There is a way to quickly calculate the transfer matrix of a circuit — as long as it only contains beamsplitters, rotation gates and loss channels — without having to execute it. This is done by using the “passive” compiler to compile the circuit into a single transfer gate. Thus, we remove the squeezing from the circuit and simply compile the program using the “passive” compiler, extracting the parameter from the resulting PassiveChannel.

prog_passive = sf.TDMProgram(N)

with prog_passive.context(*gate_args_list, etas_ch_rel) as (p, q):
LossChannel(eta_glob) | q[n[0]]

for i in range(len(delays)):
Rgate(p[2 * i + 1]) | q[n[i]]
BSgate(p[2 * i + 2], np.pi / 2) | (q[n[i + 1]], q[n[i]])
Rgate(phis_loop[i]) | q[n[i]]
LossChannel(etas_loop[i]) | q[n[i]]

LossChannel(p[7]) | q[0]

prog_passive.space_unroll()

prog_passive = prog_passive.compile(compiler="passive")
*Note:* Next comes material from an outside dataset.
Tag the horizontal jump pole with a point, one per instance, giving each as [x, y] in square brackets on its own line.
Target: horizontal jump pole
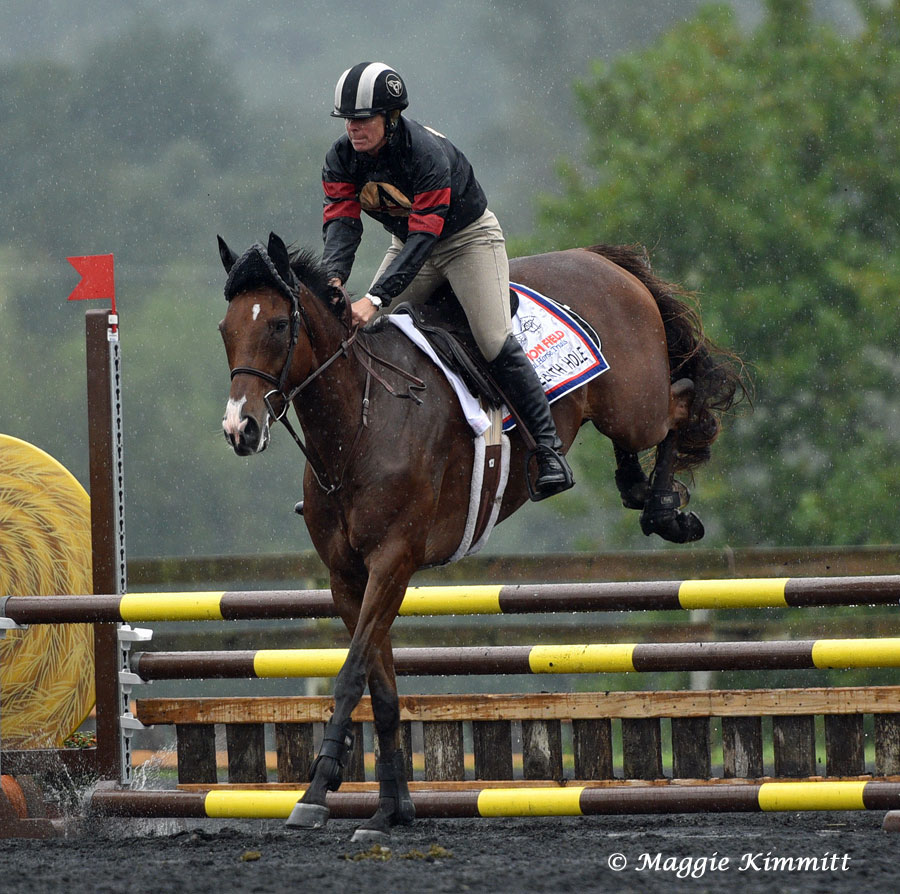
[236, 605]
[569, 659]
[572, 800]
Keep in mind that the circuit now only consists of a single PassiveChannel, which has a single matrix parameter. This parameter is the circuit’s transfer matrix. The transfer matrix then allows us to experiment using the same setup, but with different state preparations.

transfer_matrix_tot = prog_passive.circuit[0].op.p[0]

# crop out the vacuum modes
transfer_matrix = transfer_matrix_tot[vac_modes:prog_length, vac_modes:prog_length]


A matrix plot will give us a good intuition on the connectivity of our temporal modes.

import matplotlib.pyplot as plt

fig, ax = plt.subplots(1, 2, figsize=(18, 8))
ax[0].matshow(transfer_matrix.real)
ax[1].matshow(transfer_matrix.imag)
plt.show()


Conclusion¶

This tutorial covered how to submit jobs to our temporal-division multiplexing device, Borealis. It’s rather exciting to be able to demonstrate the concept of quantum computational advantage by examples running on actual hardware. As you now have seen, there are quite a few details to keep track of, but as long as the circuit follows the correct layout and the parameters are correctly declared, anyone with Xanadu cloud access can submit jobs to be excecuted on the Borealis hardware, and get back samples that would be difficult, if not outright impossible, to retrieve using a local simulator.

We hope that you’ve enjoyed this demonstration, and that you’re as excited as we are about the possibilities. If you wish to dig deeper into the science behind all of this, we recommend that you read our paper [1].

References¶

1(1,2)

Madsen, L.S., Laudenbach, F., Askarani, M.F. et al. “Quantum computational advantage with a programmable photonic processor”, Nature 606, 75-81, 2022.